La thèse de l’origine anthropique du réchauffement climatique a été développée de manière très argumentée par une institution créée à cet effet, le GIEC (groupe intergouvernemental d’experts sur l’évolution du climat).

Cette thèse est devenue dominante, et s’oppose désormais à tout débat avec les scientifiques qui soulignent les insuffisances et les incertitudes des modèles et des prédictions alarmantes de ses experts. Refusant de céder à une pression médiatique constante en leur faveur, de nombreux chercheurs de par le monde, et de nombreux citoyens, souhaiteraient y voir plus clair, en entendant les différents points de vue dans des débats publics, sérieux, argument contre argument.

Depuis la COP 21, de tels débats sont devenus impossibles, et pour mieux invalider les points de vue critiques, on a même appelé à la rescousse la théorie de la ‘dissonance cognitive’, qui voudrait que les humains repoussent a priori toute vérité qui dérangerait leur confort quotidien ou intellectuel. Il n’est pas bon de laisser s’installer des doutes ou des contestations sur un sujet qui intéresse le monde entier.

Il serait sain que, sans préjuger de ses résultats, le débat scientifique reprenne à la lumière des dernières connaissances, permettant d’établir la part des causes humaines et naturelles dans l’évolution des températures actuelles et à venir, susceptibles d’associer correctement mesures d’atténuation d’une part, et mesures d’adaptation d’autre part.

Par delà ce débat scientifique, d’autres aspects de la ‘politique climatique mondiale’ soulèvent de sérieuses critiques : ainsi la volonté affichée depuis des décennies, tout particulièrement depuis la COP de Paris, de lutter contre le réchauffement en réduisant les émissions de gaz à effet de serre (principalement du CO2 provenant des combustibles fossiles) n’est suivie d’aucun effet significatif.

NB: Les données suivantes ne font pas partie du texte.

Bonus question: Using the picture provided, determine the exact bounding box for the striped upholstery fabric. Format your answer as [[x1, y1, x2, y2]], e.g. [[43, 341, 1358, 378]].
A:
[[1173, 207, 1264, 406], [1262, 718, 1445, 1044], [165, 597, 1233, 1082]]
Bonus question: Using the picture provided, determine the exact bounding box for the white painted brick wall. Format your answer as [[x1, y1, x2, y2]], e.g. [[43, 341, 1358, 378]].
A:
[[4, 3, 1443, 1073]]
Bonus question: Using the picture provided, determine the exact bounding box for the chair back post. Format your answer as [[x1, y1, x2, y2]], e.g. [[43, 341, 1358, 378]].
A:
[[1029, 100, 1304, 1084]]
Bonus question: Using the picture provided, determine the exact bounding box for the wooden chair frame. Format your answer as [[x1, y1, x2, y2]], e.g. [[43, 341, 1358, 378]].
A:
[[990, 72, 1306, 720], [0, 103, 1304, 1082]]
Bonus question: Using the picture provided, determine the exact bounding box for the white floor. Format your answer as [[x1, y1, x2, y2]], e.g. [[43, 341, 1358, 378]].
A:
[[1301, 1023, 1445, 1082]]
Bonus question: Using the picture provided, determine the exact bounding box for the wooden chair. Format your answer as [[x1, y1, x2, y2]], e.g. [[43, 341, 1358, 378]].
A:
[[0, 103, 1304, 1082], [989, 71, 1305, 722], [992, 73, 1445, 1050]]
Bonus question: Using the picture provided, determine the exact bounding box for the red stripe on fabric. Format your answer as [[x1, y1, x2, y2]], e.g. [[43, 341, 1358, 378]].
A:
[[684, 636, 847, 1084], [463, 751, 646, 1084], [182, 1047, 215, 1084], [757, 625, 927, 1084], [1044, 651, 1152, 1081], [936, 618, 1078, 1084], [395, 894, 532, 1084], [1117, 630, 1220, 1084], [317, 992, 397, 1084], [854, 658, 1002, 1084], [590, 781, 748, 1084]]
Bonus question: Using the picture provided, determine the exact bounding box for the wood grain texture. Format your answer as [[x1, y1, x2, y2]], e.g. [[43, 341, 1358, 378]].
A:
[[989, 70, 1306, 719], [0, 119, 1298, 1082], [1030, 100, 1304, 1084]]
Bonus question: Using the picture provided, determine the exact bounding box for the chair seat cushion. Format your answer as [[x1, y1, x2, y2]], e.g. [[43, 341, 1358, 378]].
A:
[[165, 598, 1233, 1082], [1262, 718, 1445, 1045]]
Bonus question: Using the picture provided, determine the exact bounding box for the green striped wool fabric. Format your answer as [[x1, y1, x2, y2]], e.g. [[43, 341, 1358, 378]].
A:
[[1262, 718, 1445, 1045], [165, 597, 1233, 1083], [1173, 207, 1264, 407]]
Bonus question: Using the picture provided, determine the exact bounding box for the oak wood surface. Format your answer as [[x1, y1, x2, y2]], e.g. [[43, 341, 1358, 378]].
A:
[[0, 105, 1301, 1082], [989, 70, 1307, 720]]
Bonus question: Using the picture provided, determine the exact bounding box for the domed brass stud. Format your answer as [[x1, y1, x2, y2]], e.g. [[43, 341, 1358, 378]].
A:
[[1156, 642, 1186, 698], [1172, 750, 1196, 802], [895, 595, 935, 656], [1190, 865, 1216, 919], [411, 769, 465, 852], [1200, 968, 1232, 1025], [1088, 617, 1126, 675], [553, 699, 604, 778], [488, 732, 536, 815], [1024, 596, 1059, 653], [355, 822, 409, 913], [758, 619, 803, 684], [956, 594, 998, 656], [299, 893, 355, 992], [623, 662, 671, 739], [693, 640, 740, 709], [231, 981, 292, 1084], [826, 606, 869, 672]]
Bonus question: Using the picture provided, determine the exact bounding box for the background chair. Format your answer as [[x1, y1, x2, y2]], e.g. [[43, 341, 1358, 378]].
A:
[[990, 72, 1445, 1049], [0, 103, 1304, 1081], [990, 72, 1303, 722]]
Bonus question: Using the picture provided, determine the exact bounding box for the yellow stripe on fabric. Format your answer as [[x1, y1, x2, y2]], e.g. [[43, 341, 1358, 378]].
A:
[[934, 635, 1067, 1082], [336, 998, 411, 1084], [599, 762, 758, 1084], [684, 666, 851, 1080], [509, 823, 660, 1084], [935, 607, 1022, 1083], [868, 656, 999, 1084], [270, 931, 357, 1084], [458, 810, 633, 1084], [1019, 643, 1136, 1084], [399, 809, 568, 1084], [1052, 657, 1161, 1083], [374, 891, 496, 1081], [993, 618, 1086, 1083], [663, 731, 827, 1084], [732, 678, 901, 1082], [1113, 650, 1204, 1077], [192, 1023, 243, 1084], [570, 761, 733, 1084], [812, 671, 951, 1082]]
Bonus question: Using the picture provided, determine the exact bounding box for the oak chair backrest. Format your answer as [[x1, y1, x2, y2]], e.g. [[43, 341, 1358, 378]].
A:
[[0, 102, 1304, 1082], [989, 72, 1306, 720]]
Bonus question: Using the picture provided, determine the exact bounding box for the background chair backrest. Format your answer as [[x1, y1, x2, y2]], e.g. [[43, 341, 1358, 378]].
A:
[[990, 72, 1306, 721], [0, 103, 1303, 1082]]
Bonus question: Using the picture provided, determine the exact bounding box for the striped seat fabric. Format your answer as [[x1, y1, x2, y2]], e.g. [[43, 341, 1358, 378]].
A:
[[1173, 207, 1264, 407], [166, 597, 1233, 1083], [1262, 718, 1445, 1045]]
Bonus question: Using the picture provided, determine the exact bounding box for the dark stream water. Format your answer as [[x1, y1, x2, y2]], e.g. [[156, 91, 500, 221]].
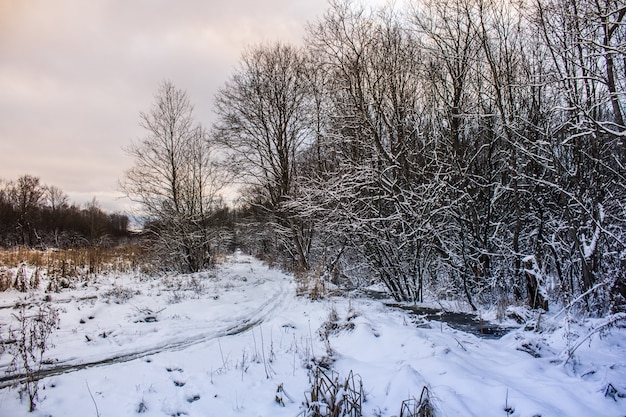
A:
[[354, 289, 513, 339], [386, 303, 513, 339]]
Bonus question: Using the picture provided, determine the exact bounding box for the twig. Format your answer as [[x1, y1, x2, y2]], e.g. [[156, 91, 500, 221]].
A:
[[260, 325, 271, 379], [252, 328, 259, 362], [504, 388, 514, 415], [85, 381, 100, 417], [217, 338, 226, 369], [562, 312, 626, 365], [308, 319, 315, 360], [553, 282, 610, 319], [453, 336, 467, 352]]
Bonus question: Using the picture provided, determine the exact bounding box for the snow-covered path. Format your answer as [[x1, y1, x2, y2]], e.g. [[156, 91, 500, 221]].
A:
[[0, 253, 625, 416], [0, 252, 291, 388]]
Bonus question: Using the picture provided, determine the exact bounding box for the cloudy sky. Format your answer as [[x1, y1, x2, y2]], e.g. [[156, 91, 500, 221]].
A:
[[0, 0, 384, 213]]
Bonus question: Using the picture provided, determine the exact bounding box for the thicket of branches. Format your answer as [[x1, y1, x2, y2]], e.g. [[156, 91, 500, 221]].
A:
[[214, 0, 626, 314], [0, 175, 130, 248]]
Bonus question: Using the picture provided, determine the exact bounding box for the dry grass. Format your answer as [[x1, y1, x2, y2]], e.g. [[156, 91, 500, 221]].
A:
[[400, 387, 436, 417], [301, 366, 363, 417], [0, 245, 149, 292], [295, 266, 328, 300]]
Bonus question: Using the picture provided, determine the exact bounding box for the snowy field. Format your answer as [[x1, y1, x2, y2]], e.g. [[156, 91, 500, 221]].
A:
[[0, 252, 625, 416]]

La gestion libérale et technocratique de ces émissions, (recours systématique au ’signal prix’ via la fiscalité indirecte et mise en place d’un ‘marché du carbone’) se révèle totalement inefficace. En faisant fi des principes démocratiques et de justice les plus élémentaires et en refusant toute forme de planification, le capitalisme mondialisé est incapable de réduire les émissions de GES qui continuent à croître, au mépris de la préservation des combustibles fossiles pour les générations futures…

Et la prétention à « sauver le climat » paraît dans ces conditions fort imprudente, voire hors de portée. Dans ces conditions, on ne peut que s’interroger sur le bien-fondé de la pétition très médiatisée ‘l’affaire du siècle’ mettant en accusation l’état français pour son inaction en matière climatique, sachant que l’origine nucléaire de la production électrique nationale classe notre pays parmi les moins émetteurs de GES.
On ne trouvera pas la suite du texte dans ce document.